The true cost of fish

EU fisheries policy costs UK families £297 each

EU fisheries policy costs UK families £297 each

By Laura Miller

Average British families are paying £297 more a year in food and tax bills due to EU fisheries policy, claims a report published today.

The report by TaxPayers’ Alliance (TPA) and eurosceptic campaign group Global Vision UK (GV), claims the Common Fisheries Policy (CFP) costs the UK £7.5 billion each year in higher food prices, taxes and lost business.

It also estimates membership of the CFP has caused the loss of 97,000 British jobs – 88 in on-shore dependent industries for every one lost in fishing.

Nick Herbert, shadow environment secretary, supported the report’s findings.
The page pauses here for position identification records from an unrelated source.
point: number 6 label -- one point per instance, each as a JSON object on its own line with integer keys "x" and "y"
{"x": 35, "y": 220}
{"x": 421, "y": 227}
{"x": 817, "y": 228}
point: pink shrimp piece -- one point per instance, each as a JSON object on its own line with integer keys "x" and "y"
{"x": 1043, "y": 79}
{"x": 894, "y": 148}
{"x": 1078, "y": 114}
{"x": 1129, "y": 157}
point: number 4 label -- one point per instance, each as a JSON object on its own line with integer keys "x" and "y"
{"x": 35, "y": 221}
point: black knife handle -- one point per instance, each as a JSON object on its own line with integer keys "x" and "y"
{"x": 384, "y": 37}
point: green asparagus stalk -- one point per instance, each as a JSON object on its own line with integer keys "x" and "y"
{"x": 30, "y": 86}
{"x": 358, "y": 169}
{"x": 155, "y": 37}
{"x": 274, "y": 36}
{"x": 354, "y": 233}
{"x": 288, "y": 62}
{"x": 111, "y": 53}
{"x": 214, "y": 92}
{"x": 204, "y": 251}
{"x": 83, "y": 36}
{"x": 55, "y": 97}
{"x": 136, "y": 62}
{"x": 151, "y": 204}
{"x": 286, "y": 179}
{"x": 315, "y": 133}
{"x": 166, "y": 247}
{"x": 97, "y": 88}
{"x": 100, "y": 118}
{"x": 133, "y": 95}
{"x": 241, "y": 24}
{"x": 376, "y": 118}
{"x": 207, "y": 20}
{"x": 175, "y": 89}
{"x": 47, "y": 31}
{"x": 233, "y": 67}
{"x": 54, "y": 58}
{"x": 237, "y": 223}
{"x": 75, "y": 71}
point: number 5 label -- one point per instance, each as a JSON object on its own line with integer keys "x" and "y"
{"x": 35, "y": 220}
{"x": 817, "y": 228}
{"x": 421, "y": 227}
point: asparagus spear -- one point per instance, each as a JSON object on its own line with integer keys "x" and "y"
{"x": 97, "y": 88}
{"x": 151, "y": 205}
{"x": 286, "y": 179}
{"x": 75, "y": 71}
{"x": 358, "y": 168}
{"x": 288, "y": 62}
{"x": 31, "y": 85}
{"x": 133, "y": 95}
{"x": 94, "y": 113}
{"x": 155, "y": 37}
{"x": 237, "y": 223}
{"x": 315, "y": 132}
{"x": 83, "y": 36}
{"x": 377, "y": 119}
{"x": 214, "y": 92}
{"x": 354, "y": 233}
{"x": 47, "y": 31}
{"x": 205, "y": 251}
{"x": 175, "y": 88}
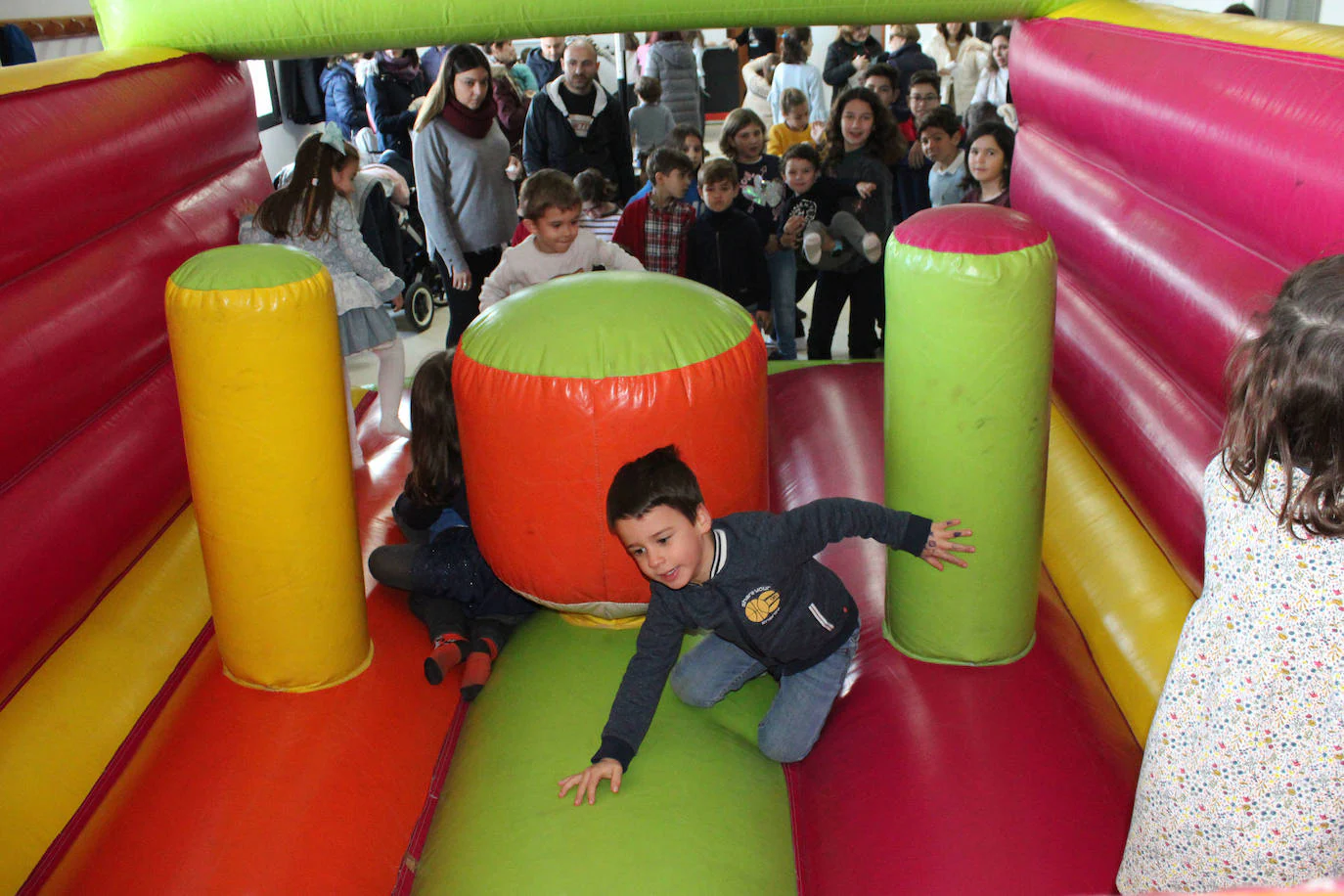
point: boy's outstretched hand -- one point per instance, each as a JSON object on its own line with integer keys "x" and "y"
{"x": 940, "y": 546}
{"x": 586, "y": 781}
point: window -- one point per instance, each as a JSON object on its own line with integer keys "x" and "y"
{"x": 263, "y": 87}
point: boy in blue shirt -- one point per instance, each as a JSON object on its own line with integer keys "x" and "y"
{"x": 751, "y": 580}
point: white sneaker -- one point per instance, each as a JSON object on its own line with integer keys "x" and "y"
{"x": 872, "y": 247}
{"x": 812, "y": 247}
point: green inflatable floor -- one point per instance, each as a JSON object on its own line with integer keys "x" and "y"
{"x": 700, "y": 810}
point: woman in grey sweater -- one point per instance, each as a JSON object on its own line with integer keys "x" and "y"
{"x": 672, "y": 62}
{"x": 463, "y": 173}
{"x": 862, "y": 140}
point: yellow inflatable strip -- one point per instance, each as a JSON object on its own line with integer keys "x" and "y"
{"x": 1116, "y": 582}
{"x": 82, "y": 67}
{"x": 65, "y": 724}
{"x": 1296, "y": 36}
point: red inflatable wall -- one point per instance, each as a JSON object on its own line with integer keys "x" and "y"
{"x": 111, "y": 184}
{"x": 1178, "y": 205}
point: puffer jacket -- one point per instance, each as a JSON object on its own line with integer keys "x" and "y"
{"x": 672, "y": 62}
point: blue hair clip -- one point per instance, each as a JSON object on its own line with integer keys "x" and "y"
{"x": 333, "y": 137}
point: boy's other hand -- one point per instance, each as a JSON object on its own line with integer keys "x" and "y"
{"x": 940, "y": 548}
{"x": 586, "y": 781}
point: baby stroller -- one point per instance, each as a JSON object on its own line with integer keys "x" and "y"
{"x": 392, "y": 230}
{"x": 395, "y": 234}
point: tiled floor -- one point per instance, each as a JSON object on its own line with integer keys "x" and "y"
{"x": 363, "y": 368}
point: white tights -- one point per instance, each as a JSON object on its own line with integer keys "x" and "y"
{"x": 391, "y": 378}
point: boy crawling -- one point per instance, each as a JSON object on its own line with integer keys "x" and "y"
{"x": 753, "y": 582}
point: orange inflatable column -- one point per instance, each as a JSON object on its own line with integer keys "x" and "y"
{"x": 563, "y": 383}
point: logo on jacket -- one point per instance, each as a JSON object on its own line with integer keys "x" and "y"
{"x": 761, "y": 605}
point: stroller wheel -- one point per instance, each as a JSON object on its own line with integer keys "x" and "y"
{"x": 420, "y": 305}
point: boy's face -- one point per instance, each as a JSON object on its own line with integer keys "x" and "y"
{"x": 556, "y": 229}
{"x": 938, "y": 146}
{"x": 923, "y": 98}
{"x": 800, "y": 175}
{"x": 668, "y": 547}
{"x": 882, "y": 86}
{"x": 675, "y": 183}
{"x": 694, "y": 150}
{"x": 719, "y": 195}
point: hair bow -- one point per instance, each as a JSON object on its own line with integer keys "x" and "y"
{"x": 334, "y": 137}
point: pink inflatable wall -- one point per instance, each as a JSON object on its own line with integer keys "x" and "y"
{"x": 1182, "y": 179}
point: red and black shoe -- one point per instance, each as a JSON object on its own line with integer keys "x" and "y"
{"x": 448, "y": 651}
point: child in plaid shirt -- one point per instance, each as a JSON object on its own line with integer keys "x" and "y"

“This report highlights the urgent need to reform fisheries policy and reconnect it with the national and environmental interest,” Mr Herbett said.

The government must deliver “sustainable fisheries, value for money and a viable future for our fishing industry….[and] end the obscene practice of dumping dead fish back into the sea,” he said, referring to claims in the report that 880,000 tonnes of dead fish are dumped into the North Sea every year.

But Richard Laming, secretary of European Movement, a UK-based pro-European campaigning organisation, agued the measures Mr Herbertt and anti-CFP campaigners describe are not all possible at the same time.

“Advances in technology inevitably replace workers, which saves the industry money but increases unemployment. This is not the fault of the CFP. The only way to increase the number of jobs is to raise industry costs by not using technology,” Mr Laming told politics.co.uk.

On sustainability, Mr Laming said those wanting to leave the CFP sought to avoid the policies quota system, increasing catches to replace jobs and wages lost through technology, but at further cost to the fragile underwater environment.

“We can’t have it all, and in terms of the environment, leaving the CFP will actually make the situation worse,” he said.

However Mr Laming argued there is room to reform the CFP.

He called for investigations into the accuracy of the science used to count fish stocks, and more sophistication in the in-land counting process so fish caught accidentally could be brought on shore, rather than dumped overboard.

The 26-year-old CFP underwent reforms in 2002. Changes included taking a “long-term approach” to fishing to conserve fish stocks, measures to reduce EU fleets to prevent over-fishing, a more uniform way of dealing with rule-breakers, and encouraging greater involvement between fishermen and scientists via intermediate “regional advisory boards”.